Rose Richmond, 74, figured out pretty quickly that the letter she received Oct. 21 was a scam.


According to the letter, she'd won third place in a $15 million grand prize drawing from Publishers Clearing House, supposedly sponsored by Martha Stewart Living magazine, and she was to promptly call a representative to claim her winnings.


The check, which came from a company called Plant City Internal Medicine in Plant City, Fla., was drawn on an account at a St. Petersburg, Fla., bank. The check was supposed to cover any outstanding fees not already paid by Publishers Clearing House, the letter said.


"I laid it off to the side," Richmond said. "But then I picked it up and read through it again."


That's when she noticed things weren't right: Words were misspelled, letters weren't capitalized and the check simply didn't look like a typical check.

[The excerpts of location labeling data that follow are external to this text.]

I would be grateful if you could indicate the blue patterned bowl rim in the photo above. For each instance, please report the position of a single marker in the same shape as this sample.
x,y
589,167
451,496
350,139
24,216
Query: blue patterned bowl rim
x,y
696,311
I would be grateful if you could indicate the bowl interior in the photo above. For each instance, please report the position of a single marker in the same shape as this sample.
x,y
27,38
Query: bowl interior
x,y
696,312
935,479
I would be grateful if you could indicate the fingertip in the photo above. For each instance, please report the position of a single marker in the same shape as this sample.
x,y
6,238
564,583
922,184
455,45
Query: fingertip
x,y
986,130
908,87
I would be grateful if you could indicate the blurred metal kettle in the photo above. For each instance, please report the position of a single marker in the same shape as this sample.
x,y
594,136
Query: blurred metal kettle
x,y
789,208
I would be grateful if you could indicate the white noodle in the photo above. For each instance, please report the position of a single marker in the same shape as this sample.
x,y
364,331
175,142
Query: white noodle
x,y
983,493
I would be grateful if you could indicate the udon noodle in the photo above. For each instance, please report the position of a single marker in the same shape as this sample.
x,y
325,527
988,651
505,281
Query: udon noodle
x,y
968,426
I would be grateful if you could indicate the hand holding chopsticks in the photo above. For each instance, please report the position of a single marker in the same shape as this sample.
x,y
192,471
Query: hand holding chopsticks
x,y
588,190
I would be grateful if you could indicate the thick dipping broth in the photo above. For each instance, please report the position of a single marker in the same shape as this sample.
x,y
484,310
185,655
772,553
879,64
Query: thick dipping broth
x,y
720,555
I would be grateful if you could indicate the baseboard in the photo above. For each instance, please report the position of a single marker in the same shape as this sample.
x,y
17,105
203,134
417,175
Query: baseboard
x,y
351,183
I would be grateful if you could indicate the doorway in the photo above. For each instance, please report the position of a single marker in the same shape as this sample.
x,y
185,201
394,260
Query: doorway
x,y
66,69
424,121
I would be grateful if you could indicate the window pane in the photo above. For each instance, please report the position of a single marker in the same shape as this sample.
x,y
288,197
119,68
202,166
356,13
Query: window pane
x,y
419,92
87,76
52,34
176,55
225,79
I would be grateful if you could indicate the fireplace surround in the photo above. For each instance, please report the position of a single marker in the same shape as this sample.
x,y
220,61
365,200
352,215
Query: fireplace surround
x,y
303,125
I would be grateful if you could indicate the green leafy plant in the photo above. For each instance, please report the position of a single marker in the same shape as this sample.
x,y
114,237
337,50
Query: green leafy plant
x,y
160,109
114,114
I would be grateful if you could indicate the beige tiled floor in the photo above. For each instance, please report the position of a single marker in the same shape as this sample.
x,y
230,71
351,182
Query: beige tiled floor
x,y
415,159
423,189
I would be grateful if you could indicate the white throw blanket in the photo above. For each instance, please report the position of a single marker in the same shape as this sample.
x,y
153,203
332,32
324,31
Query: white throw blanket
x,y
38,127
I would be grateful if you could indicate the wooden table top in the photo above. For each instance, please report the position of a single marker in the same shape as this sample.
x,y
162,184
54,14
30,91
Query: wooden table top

"None of these things dawned on me at first," Richmond said. "But I had in the back of my mind that if it sounds too good to be true, it probably is."


Richmond called attorney Marc McCrory for advice. (She joked that even if the letter turned out to be legitimate, she'd need an attorney with a million bucks coming her way.)


McCrory looked over the letter and the check, searching for fine print that might explain the situation. His search—complete with a magnifying glass—turned up nothing.


He called the Wisconsin Department of Agriculture, Trade & Consumer Protection to report the scam.


The department told him there could be as many as 25,000 such letters targeting people in Wisconsin alone.


McCrory said this is the way the scam works:


People call the phone number provided to claim their winnings. The representative tells them to deposit the check and then send the company a money order for $3,300.


But the check is fraudulent and bounces, and the person is not only out the money they deposited but also is responsible for any fees incurred.


Richmond said without a closer look, the letter and the check could have easily duped her.


"I just don't want to see somebody else scammed by this," she said.